This summer marks the 56th annual festivities of the Biennale Arte Exhibition. Born from the contemporary artistic minds such as Curiger, Gioni, and Enwezor, the Biennale provides an international stage in which contemporary artists come together to comment upon and recreate the world around them. Rather than an overarching theme, this year’s exhibition, All the World’s Futures, builds upon three intersecting categories referred to as “Filters“: Garden of Disorder, Liveliness: On the Epic Duration, and Reading Capital.Artists were asked to represent their nation on the global stage. With 89 countries in all, I regret to say we could not see them all. We did, however, manage to see 12 pavilions: Switzerland, France, Germany, Great Britain (England, Scotland and Ireland), South Korea, Japan, Italy, United States, Australia, Canada, Israel, and Uruguay.
The National Pavillon provided our little group with an opportunity to explore personal perspective of individuals from all of the world. While certain pavilions appeared to reinforce age-old stereotypes (the German pavilion, for example, was extremely regimented and industrious), others defied expectations entirely.
Coming from a predominately Western mindset, I found myself faced with the unexpected voices of past and present in countries I had erroneously (and paradoxically) defined as “peripheral.” The Uruguay pavilion, fittingly titled Global Myopia, was one such example. Upon entering the pavilion, I was visually assaulted… by plain white walls. Upon closer inspection, I discovered that the walls were not, in fact, blank, but covered with imagined aerial perspectives. The implications were convicting: as members of a “Western” perspective, many of the visitors find themselves seeing the world around them without truly “seeing.” The work is meant to stimulate our sympathy “for the immediate and the insignificant.” It is only when we allow ourselves to get up close to other cultures and explore that we find ourselves able to truly appreciate the experience.
Other installations spoke not to our cultural ignorance, but instead encouraged viewers to reexamine their own fast-paced lives. Upon entering the Francia pavilion, the visitors would find themselves presented with a large Scotch pine, which emitted a soothing hum.
Although the space seemed rather unexciting, we found ourselves moving toward the ampitheater-styled steps, les marches. These steps heralded our first surprise: they were actually made of foam core. Joining the rest of the pavilion’s visitors on these plush steps, we lay back to enjoy the zen of the environment, and were met with a second unexpected delight: the tree was actually moving. The tree moved according to its metabolism, allowing it to travel a distinctive path throughout the space.
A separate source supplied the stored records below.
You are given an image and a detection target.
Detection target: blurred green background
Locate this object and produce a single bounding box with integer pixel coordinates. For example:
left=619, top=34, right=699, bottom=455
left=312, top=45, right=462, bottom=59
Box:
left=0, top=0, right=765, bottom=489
It is as if the interior and exterior roles have been reversed. Amidst the Giardini (the garden where the pavilions have been staged), the building recalled the “follies” of French 18th century parks (“folly,” from the French folie and the Latin folia, menaing “leaf”). The space, titled Revolutions, invited visitors to appreciate “the order of things” found within our natural environment. The space provided a sanctuary for cross-culture unity and reflection, utilizing our collective environment as a conduit.